DeKalb’s top cop: Chicago job offer yanked at last minute

Did DeKalb County Public Safety Director Cedric Alexander’s disclosure to a reporter torpedo his bid to lead Chicago’s police department?

It’s one of many reasons that reportedly influenced Chicago Mayor Rahm Emanuel’s last-minute decision to bypass Alexander, one of three finalists for the job, in favor of an insider supported by the City Council’s Black and Hispanic caucuses.

Alexander told The Atlanta Journal-Constitution that, on Thursday, Emanuel offered him the position of Chicago police superintendent. A formal announcement was planned for this Wednesday, said Alexander, who was widely reported to be the front-runner.

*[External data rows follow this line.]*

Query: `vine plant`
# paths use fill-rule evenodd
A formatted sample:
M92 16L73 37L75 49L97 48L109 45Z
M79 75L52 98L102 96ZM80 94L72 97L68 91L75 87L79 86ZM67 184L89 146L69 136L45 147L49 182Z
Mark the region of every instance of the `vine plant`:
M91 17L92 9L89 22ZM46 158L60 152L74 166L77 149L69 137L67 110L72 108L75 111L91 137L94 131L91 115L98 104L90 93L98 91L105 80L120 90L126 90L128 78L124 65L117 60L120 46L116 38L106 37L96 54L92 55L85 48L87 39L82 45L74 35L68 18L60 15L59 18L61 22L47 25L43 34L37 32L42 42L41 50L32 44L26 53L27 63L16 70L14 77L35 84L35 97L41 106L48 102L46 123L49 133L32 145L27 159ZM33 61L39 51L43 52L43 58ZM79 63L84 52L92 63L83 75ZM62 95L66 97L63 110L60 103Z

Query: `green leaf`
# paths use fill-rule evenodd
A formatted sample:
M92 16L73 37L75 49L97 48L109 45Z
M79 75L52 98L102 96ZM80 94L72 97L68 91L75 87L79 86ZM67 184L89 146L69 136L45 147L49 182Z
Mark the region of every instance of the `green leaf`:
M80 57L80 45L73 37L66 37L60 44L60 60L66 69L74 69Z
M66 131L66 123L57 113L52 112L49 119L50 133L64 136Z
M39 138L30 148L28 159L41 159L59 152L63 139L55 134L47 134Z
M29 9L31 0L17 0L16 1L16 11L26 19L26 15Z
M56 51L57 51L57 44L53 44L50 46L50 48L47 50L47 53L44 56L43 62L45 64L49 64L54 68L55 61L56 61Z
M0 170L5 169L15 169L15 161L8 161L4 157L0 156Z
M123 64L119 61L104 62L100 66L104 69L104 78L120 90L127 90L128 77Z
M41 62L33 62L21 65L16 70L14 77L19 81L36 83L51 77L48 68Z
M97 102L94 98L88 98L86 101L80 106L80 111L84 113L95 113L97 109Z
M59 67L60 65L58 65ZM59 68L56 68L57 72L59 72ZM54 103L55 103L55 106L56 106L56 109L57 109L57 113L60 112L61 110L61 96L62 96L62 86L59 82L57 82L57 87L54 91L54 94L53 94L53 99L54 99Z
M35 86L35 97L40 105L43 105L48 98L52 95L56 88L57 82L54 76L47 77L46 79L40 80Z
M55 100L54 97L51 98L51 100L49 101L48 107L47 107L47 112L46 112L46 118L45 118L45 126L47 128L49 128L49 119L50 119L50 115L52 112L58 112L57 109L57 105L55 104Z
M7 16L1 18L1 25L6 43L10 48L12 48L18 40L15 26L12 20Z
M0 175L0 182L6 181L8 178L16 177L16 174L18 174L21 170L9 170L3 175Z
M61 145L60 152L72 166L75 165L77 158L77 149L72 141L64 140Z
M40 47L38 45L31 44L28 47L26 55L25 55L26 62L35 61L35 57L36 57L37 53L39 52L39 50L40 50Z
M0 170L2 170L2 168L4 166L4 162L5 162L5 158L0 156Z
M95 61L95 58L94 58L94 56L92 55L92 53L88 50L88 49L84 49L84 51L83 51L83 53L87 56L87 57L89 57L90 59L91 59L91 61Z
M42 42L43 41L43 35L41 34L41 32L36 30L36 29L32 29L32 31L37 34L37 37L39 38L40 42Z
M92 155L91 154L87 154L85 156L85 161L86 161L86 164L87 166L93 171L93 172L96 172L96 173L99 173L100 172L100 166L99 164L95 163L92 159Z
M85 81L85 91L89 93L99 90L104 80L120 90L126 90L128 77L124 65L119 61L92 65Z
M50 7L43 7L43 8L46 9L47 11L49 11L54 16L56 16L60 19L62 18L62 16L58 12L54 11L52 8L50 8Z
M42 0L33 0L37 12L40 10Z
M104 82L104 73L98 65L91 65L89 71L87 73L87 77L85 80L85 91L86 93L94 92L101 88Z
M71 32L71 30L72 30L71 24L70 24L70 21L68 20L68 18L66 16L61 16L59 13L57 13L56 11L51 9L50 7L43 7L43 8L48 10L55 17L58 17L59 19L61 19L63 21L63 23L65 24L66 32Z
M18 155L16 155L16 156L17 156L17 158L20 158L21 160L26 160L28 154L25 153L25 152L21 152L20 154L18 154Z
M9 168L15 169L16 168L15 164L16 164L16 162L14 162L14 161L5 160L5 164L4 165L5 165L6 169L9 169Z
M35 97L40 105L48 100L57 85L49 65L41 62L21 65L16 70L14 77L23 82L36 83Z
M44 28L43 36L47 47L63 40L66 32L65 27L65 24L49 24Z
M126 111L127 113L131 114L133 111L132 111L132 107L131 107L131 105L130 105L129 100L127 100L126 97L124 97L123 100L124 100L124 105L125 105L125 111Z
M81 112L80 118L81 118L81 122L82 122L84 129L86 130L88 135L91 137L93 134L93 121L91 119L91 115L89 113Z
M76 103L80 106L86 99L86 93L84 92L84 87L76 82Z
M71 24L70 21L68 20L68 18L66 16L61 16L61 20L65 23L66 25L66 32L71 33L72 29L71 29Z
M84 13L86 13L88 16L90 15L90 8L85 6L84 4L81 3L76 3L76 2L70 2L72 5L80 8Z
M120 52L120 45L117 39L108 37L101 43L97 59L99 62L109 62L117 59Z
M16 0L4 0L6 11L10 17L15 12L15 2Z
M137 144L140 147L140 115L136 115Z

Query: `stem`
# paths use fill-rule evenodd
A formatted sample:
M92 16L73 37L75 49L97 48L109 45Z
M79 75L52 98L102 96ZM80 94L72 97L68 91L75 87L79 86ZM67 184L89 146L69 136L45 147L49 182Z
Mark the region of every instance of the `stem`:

Two days later, the offer was rescinded. According to The Chicago Sun-Times, Emanuel was “infuriated” after learning Alexander had told a reporter the job was his.

Alexander said he would not attempt to decipher Emanuel’s decision-making process.

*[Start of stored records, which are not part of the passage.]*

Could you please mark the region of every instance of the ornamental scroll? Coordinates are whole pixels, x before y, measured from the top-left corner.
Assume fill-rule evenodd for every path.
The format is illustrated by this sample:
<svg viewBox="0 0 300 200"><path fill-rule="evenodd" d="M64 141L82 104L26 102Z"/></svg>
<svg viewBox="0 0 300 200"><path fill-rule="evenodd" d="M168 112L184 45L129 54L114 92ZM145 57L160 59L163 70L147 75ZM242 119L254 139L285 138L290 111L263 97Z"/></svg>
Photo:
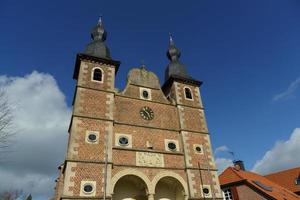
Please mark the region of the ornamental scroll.
<svg viewBox="0 0 300 200"><path fill-rule="evenodd" d="M164 155L149 152L136 152L136 165L146 167L164 167Z"/></svg>

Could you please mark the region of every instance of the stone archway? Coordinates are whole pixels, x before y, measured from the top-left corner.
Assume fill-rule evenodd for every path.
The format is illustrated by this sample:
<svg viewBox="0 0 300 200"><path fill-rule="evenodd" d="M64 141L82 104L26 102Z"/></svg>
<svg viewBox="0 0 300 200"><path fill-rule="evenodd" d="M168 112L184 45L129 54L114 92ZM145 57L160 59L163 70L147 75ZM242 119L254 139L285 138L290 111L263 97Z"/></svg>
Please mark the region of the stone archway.
<svg viewBox="0 0 300 200"><path fill-rule="evenodd" d="M148 177L134 169L120 171L112 178L112 198L114 200L147 200L152 190Z"/></svg>
<svg viewBox="0 0 300 200"><path fill-rule="evenodd" d="M126 175L115 184L112 197L114 200L147 200L148 188L138 176Z"/></svg>
<svg viewBox="0 0 300 200"><path fill-rule="evenodd" d="M152 181L155 200L185 200L188 197L187 184L184 179L170 171L157 174Z"/></svg>

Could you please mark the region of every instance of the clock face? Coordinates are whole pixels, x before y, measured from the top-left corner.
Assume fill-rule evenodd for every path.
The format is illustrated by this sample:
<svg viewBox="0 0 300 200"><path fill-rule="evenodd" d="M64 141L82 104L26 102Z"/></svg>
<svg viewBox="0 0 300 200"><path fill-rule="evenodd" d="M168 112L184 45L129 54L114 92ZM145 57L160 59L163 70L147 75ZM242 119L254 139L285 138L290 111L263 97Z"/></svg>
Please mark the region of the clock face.
<svg viewBox="0 0 300 200"><path fill-rule="evenodd" d="M154 112L148 106L142 107L140 110L140 115L145 120L151 120L154 118Z"/></svg>

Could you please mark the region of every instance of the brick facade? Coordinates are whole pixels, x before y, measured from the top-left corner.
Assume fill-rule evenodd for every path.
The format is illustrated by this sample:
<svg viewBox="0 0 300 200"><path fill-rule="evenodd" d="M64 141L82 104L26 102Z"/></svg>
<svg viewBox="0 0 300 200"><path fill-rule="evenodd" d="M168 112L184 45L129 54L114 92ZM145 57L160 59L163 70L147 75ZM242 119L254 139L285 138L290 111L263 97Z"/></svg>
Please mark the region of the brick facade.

“I’ve moved on,” he said. “We’ve still got a lot of work to do (in DeKalb).”

Although his contract is set to expire in December, it appears Alexander is secure. The position of DeKalb public safety director, however, is less so.

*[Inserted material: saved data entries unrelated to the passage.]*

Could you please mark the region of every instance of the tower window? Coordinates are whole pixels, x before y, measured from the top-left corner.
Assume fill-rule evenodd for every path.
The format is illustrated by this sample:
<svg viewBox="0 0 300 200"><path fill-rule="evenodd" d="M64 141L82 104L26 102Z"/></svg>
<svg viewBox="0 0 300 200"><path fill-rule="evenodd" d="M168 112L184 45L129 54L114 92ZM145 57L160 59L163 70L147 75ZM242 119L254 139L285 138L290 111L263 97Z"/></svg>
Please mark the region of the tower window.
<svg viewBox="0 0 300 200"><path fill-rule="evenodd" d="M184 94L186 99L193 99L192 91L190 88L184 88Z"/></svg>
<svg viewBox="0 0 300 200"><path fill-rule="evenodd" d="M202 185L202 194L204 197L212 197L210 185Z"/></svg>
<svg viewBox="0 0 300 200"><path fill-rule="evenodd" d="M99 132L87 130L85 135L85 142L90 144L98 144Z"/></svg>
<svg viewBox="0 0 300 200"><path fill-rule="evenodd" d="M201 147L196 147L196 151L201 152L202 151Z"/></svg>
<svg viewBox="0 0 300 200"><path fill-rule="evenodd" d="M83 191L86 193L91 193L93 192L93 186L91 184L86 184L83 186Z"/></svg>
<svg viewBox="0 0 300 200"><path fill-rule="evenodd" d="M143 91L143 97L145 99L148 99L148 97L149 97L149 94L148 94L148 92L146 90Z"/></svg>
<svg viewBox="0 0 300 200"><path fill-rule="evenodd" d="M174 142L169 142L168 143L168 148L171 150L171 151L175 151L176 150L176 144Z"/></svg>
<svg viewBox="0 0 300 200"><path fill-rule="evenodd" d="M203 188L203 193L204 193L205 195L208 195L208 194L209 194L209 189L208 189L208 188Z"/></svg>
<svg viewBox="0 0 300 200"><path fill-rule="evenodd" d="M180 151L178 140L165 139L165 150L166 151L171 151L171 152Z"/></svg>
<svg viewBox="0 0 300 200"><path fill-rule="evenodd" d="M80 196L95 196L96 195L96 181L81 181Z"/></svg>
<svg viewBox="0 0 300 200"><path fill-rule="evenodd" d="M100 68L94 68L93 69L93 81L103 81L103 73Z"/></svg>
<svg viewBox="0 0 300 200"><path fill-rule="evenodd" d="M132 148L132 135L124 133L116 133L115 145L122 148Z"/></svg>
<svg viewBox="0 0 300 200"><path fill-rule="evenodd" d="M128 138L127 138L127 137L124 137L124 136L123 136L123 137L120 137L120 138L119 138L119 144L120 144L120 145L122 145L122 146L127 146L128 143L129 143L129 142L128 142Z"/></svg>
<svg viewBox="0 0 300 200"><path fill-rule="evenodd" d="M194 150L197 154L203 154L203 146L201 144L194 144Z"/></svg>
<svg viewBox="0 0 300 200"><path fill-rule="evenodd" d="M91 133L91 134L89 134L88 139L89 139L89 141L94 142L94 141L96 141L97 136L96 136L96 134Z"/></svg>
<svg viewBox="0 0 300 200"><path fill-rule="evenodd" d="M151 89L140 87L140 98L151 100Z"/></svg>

A 2013 special grand jury, impaneled to investigate DeKalb’s “culture of corruption,” recommended the job be eliminated. County Commissioner Kathy Gannon said it was widely believed that, had Alexander left, his position would not have been filled.

Now, that decision will be left to DeKalb’s next CEO, expected to be either Michael Thurmond or Connie Stokes.

Thurmond told The AJC that, if elected, he would push to retain Alexander.

“He’s done a phenomenal job stabilizing the department and building a more robust relationship with the community,” Thurmond said. “If I get the chance I wouldn’t have any hesitation in asking him to stay on.”

Stokes said she wouldn’t comment on future personnel decisions but offered praise for Alexander.

“He’s done a great job,” said Stokes, adding she has long supported keeping the public safety director position.

For his part, Alexander said he hopes to be in DeKalb for “a long time.”

“This was a very unique opportunity,” he said of the Chicago opening.

It wasn’t the first time Alexander had sought to leave DeKalb. In December 2013, he considered a return to his old job as Rochester, New York’s police chief, a position he held in 2005.

Thurmond said Alexander’s public flirtations with outside municipalities shouldn’t count against him.

“There’s a lot of employees who’ve tried to leave DeKalb,” Thurmond said. “I think the fact that other departments want him speaks highly of his reputation.”

In Chicago, it appears a number of factors conspired against Alexander. The Chicago Tribune reported Emanuel bristled when it appeared Alexander was being pushed on him. The newspaper said Lori Lightfoot, president of the police board that winnowed down the applicants for superintendent to three finalists, had lobbied hardest for Alexander, a former Miami-Dade County police officer, deputy commissioner of the New York State Police and security director for the Transportation Security Administration at Dallas/Fort Worth International Airport.

According to The Sun-Times, former Chicago Police Superintendent Terry Hillard and influential Philadelphia Police Commissioner Charles Ramsey also endorsed him.

Selling an outsider would prove tough, however. The Sun-Times said Emanuel’s decision to appoint Eddie Johnson, currently the Chicago PD’s chief of patrol, was “aimed at boosting cops’ morale and restoring the community’s trust.”

The last superintendent, Garry McCarthy, was fired in the aftermath of the Laquan McDonald police shooting scandal. McDonald, an African-American teen, was shot 16 times by Officer Jason Van Dyke, who has since been charged with murder.